Parallèlement, malgré les succès continus d’Infinity Ward depuis 2003 et l’incroyable rentabilité de ses jeux, bien que ce soient ces mêmes succès qui ont aidé à propulser Activision au sommet, l’éditeur semble vouloir tout faire pour contourner le studio.

Le 17 novembre 2009, une semaine après la sortie de Modern Warfare 2, Activision officialise l’ouverture d’une nouvelle filiale, toujours en Californie et ouverte réellement depuis juillet : le studio Sledgehammer Games. Celui-ci, comme Infinity Ward ou Spark Unlimited, est formé par d’anciens employés d’Electronic Arts une nouvelle fois débauchés par Activision. En l’occurrence, les fondateurs sont Glen Schofield et Michael Condrey, respectivement anciens vice-président et chief operating officer de Visceral Games, la filiale d’EA qui venait de sortir le jeu horrifique Dead Space.

Activision ayant tiré les leçons de son coûteux affrontement judiciaire avec Electronic Arts à propos des employés de Spark Unlimited, l’éditeur décide cette fois de ne pas embaucher toute une équipe d’un coup. Le nouveau studio se monte donc dans un premier temps sans projet fixe et sans effectifs. Dans les semaines et les mois qui suivent, en revanche, Sledgehammer Games débauche petit à petit 40 employés chez Visceral Games, sans qu’EA puisse y faire grand-chose.
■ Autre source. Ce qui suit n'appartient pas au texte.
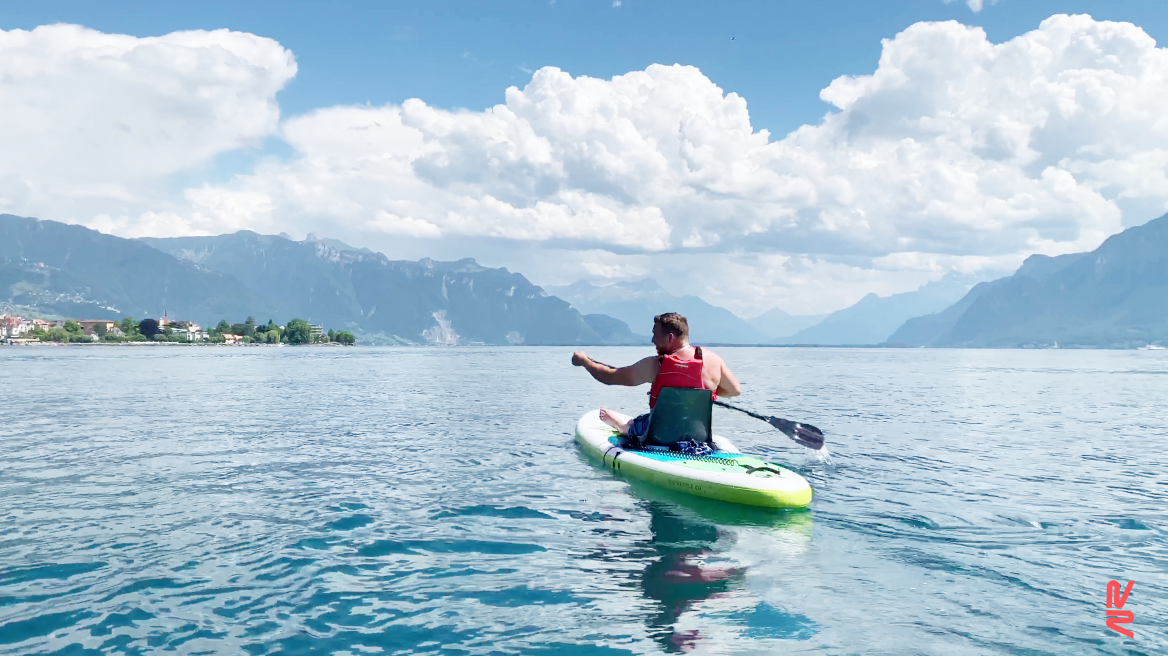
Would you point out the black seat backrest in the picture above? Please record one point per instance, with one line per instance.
(681, 414)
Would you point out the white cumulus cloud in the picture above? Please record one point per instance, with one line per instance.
(953, 154)
(92, 121)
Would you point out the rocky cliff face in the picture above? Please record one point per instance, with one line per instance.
(426, 301)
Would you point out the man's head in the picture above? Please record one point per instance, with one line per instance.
(671, 332)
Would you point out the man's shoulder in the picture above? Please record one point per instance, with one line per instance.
(714, 357)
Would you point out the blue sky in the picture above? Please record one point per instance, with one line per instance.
(901, 147)
(466, 54)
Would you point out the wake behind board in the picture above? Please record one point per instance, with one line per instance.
(724, 475)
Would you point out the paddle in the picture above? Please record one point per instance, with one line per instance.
(803, 433)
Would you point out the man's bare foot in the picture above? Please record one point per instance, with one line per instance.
(617, 420)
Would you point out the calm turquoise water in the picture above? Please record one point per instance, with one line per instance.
(391, 501)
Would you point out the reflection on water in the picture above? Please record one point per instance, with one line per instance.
(685, 571)
(697, 588)
(432, 501)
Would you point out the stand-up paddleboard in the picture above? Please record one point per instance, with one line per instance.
(725, 474)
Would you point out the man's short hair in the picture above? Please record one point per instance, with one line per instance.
(673, 323)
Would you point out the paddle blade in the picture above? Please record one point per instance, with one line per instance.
(803, 433)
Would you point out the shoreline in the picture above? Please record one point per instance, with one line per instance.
(91, 344)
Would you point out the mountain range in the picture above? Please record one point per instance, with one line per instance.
(873, 318)
(1113, 297)
(776, 323)
(73, 271)
(639, 301)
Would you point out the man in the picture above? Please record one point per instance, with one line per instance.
(676, 364)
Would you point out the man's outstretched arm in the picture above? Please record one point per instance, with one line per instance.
(631, 376)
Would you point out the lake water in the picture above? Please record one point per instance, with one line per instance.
(432, 501)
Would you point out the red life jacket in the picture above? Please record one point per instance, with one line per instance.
(676, 372)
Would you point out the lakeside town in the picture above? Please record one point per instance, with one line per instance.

Le studio finit également par dévoiler vaguement son premier jeu : un jeu de tir en vue externe. Le nom « Space Warfare » circule un temps. C’est un projet qui ressemble au titre envisagé par Infinity Ward pour tourner la page de la franchise Call of Duty. Autrement dit, alors que ce dernier se voit refuser la nouvelle franchise promise, Activision confie un projet similaire et carte blanche à un studio concurrent tout juste créé.

Le problème, c’est que les termes du contrat de 2008 sont très clairs : seul Infinity Ward peut développer (ou faire développer après validation) des jeux sous la marque Modern Warfare. Cependant, rappelons-nous que le même contrat prévoit une obligation : que Jason West et Vince Zampella restent à la tête du studio, sinon l’accord est caduc. La guerre peut commencer.